Saturday, February 21, 2015

The Mighty Turnip

In the fall of 2014, after planting all the trees, shrubs, vines, and bushes there was quite a bit of bare soil to cover. I went to the Co-Op over in Mertens and noticed a big bag of turnip seed on the shelf, and if memory serves, it was about $8. Brought it home and handbroadcast the seeds onto the open dirt, no muss, no fuss, no raking, no watering, a couple of weeks later turnips popping up everywhere. Great ground cover, great soil penetration, and lots of bio-mass to pile up in the swales in the spring, or so I assumed. Fast foward a few months (and a mild winter) and the biennial nature of the turnip had other plans. 

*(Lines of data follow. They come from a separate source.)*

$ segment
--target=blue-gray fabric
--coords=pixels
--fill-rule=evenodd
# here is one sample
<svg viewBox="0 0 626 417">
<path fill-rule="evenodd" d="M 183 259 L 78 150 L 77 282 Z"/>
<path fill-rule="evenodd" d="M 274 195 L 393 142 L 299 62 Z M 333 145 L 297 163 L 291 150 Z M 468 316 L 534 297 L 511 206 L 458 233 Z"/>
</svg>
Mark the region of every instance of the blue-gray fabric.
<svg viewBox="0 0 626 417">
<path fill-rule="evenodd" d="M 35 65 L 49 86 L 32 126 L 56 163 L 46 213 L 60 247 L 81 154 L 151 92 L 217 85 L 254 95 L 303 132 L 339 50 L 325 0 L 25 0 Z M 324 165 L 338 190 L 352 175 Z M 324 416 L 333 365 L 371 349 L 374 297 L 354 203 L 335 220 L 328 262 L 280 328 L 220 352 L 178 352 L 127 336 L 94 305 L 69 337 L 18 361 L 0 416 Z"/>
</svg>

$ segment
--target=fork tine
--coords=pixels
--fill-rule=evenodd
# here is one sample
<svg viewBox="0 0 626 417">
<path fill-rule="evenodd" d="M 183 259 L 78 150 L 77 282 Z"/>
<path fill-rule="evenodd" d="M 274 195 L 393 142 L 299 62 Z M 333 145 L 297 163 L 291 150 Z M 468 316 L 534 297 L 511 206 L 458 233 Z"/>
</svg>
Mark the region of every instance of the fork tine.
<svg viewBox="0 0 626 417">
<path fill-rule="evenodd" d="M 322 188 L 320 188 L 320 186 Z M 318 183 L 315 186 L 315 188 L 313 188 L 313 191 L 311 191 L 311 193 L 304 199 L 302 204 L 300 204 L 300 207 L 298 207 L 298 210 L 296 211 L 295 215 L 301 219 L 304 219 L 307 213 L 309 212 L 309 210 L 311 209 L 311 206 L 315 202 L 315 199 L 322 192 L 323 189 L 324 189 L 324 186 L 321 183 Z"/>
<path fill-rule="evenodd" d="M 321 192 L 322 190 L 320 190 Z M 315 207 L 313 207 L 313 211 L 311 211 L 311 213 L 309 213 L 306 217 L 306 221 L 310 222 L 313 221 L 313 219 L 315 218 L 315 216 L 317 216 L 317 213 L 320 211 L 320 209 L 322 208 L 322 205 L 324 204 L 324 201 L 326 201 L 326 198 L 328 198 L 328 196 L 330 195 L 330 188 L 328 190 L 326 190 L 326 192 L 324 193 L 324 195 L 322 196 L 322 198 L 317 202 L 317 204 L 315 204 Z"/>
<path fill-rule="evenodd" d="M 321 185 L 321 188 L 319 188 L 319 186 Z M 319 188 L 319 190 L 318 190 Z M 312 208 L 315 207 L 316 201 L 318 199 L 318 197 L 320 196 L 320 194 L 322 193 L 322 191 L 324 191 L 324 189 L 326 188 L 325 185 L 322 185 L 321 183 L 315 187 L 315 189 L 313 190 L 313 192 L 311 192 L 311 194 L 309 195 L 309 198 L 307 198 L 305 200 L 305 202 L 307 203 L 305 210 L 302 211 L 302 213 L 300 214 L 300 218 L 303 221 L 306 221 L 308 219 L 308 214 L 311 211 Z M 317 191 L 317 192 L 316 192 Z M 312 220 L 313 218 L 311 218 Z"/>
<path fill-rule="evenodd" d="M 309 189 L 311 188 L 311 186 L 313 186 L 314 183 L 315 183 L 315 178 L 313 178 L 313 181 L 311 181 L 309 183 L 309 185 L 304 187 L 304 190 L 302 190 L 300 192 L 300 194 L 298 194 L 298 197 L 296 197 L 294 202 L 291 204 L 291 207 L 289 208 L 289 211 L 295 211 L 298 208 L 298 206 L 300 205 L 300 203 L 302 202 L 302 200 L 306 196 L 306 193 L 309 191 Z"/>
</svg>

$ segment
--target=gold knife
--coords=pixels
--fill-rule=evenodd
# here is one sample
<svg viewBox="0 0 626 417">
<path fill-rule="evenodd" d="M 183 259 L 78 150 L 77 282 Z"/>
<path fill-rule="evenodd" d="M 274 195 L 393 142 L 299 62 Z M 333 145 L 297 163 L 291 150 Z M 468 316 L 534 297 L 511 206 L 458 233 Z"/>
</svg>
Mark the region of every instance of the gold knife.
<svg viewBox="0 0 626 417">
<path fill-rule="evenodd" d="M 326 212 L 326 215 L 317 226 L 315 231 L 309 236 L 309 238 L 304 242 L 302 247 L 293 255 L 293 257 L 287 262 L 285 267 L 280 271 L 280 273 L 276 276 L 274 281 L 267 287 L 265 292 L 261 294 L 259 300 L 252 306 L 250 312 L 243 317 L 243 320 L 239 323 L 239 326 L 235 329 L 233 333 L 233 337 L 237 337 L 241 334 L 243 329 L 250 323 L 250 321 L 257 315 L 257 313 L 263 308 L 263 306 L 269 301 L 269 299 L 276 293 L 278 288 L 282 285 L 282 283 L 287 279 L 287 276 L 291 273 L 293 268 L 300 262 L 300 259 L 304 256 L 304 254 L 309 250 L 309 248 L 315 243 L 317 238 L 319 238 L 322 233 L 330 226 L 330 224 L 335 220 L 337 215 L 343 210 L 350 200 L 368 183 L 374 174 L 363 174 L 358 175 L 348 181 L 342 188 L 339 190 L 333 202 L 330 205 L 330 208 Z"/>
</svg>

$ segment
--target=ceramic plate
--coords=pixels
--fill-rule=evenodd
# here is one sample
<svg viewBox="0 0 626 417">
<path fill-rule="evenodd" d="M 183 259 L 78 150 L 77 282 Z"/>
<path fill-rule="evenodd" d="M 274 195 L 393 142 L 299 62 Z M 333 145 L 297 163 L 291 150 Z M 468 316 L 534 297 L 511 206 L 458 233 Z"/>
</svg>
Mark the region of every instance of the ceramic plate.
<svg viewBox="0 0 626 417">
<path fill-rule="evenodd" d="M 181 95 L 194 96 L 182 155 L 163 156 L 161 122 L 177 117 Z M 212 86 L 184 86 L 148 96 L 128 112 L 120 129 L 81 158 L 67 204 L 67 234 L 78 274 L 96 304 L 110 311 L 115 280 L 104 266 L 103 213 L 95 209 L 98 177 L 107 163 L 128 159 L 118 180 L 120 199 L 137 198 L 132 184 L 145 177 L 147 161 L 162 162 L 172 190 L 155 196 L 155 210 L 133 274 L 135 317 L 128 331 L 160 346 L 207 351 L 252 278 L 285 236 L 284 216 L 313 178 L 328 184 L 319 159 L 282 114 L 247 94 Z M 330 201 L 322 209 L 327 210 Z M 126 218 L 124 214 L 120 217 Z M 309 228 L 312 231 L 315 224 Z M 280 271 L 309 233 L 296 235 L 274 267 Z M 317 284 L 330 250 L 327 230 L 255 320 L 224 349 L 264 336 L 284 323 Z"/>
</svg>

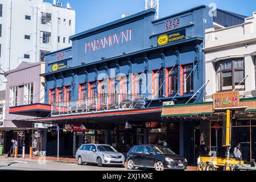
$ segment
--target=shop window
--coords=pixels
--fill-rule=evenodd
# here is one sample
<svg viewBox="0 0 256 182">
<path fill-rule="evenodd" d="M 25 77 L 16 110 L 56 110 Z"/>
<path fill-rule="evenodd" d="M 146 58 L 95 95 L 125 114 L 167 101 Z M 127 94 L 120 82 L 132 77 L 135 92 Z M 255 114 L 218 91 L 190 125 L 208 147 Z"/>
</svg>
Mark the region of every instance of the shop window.
<svg viewBox="0 0 256 182">
<path fill-rule="evenodd" d="M 18 86 L 10 88 L 10 106 L 14 107 L 18 105 Z"/>
<path fill-rule="evenodd" d="M 193 64 L 189 64 L 183 66 L 184 93 L 189 93 L 194 91 L 193 77 Z"/>
<path fill-rule="evenodd" d="M 249 126 L 250 120 L 237 120 L 237 126 Z"/>
<path fill-rule="evenodd" d="M 41 23 L 43 24 L 52 24 L 52 15 L 49 13 L 41 13 Z"/>
<path fill-rule="evenodd" d="M 178 70 L 177 67 L 171 68 L 168 70 L 168 94 L 175 94 L 178 90 Z"/>
<path fill-rule="evenodd" d="M 163 77 L 163 69 L 160 69 L 153 71 L 154 72 L 154 78 L 153 82 L 154 90 L 153 93 L 154 93 L 154 97 L 162 97 L 163 96 L 163 87 L 164 87 L 164 77 Z"/>
<path fill-rule="evenodd" d="M 244 90 L 245 61 L 236 59 L 216 63 L 216 84 L 217 92 Z"/>
<path fill-rule="evenodd" d="M 33 104 L 33 89 L 32 83 L 24 86 L 24 105 Z"/>
</svg>

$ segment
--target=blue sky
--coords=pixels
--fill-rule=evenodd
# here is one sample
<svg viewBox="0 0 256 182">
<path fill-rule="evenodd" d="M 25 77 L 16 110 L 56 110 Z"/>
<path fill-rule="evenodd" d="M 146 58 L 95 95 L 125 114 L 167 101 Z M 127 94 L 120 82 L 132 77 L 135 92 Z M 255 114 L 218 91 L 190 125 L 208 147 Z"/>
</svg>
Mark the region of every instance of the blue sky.
<svg viewBox="0 0 256 182">
<path fill-rule="evenodd" d="M 118 19 L 123 14 L 133 14 L 145 9 L 145 0 L 59 1 L 65 7 L 69 2 L 76 10 L 76 33 Z M 52 2 L 52 0 L 46 1 Z M 252 13 L 256 11 L 255 0 L 159 0 L 159 17 L 210 3 L 214 3 L 217 8 L 248 16 L 252 16 Z"/>
</svg>

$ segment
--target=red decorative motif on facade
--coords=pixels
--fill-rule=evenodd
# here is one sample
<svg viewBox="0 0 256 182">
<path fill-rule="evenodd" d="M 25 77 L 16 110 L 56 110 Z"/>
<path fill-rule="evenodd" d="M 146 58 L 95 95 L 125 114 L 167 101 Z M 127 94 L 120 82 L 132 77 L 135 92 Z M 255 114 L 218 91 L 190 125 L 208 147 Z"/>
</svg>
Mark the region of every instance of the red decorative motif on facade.
<svg viewBox="0 0 256 182">
<path fill-rule="evenodd" d="M 172 24 L 174 26 L 174 28 L 176 28 L 179 26 L 179 24 L 180 24 L 179 20 L 177 18 L 175 18 L 172 21 Z"/>
<path fill-rule="evenodd" d="M 166 22 L 166 30 L 172 28 L 172 22 L 171 20 L 168 20 Z"/>
<path fill-rule="evenodd" d="M 168 20 L 166 22 L 165 26 L 167 30 L 172 29 L 172 28 L 177 28 L 180 24 L 180 20 L 175 18 L 173 20 Z"/>
</svg>

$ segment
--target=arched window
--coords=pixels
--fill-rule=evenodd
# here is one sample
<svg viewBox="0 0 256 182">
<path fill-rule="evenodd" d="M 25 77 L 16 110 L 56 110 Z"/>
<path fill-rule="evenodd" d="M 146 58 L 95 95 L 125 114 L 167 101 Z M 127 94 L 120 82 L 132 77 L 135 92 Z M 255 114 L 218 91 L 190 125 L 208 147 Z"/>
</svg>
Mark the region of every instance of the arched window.
<svg viewBox="0 0 256 182">
<path fill-rule="evenodd" d="M 216 63 L 217 92 L 245 90 L 245 60 L 235 59 Z"/>
</svg>

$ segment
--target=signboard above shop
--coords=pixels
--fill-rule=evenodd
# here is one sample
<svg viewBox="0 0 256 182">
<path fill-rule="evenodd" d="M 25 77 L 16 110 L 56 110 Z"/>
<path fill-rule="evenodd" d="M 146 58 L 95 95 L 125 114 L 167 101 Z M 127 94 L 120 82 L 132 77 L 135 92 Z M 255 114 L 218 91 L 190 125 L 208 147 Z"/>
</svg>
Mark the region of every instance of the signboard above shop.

When I think Turnips, I think Russian peasants, and finally growing Turnips made me better understand why the Turnip was so important to so many. The greens can be plucked and eaten early, though they do taste like turnips... :-) The root crop is winter hardy, the mild Texas winter never even touched the greens, they grew taller and fuller until beginning to bloom in early February. I had no idea what was to follow, bee heaven. Today was the 21st of February, and walking through the Turnip flowers today I was surrounded by 1000's of bees happily working and hopefully they'll remember where we're at when the fruit trees start blooming.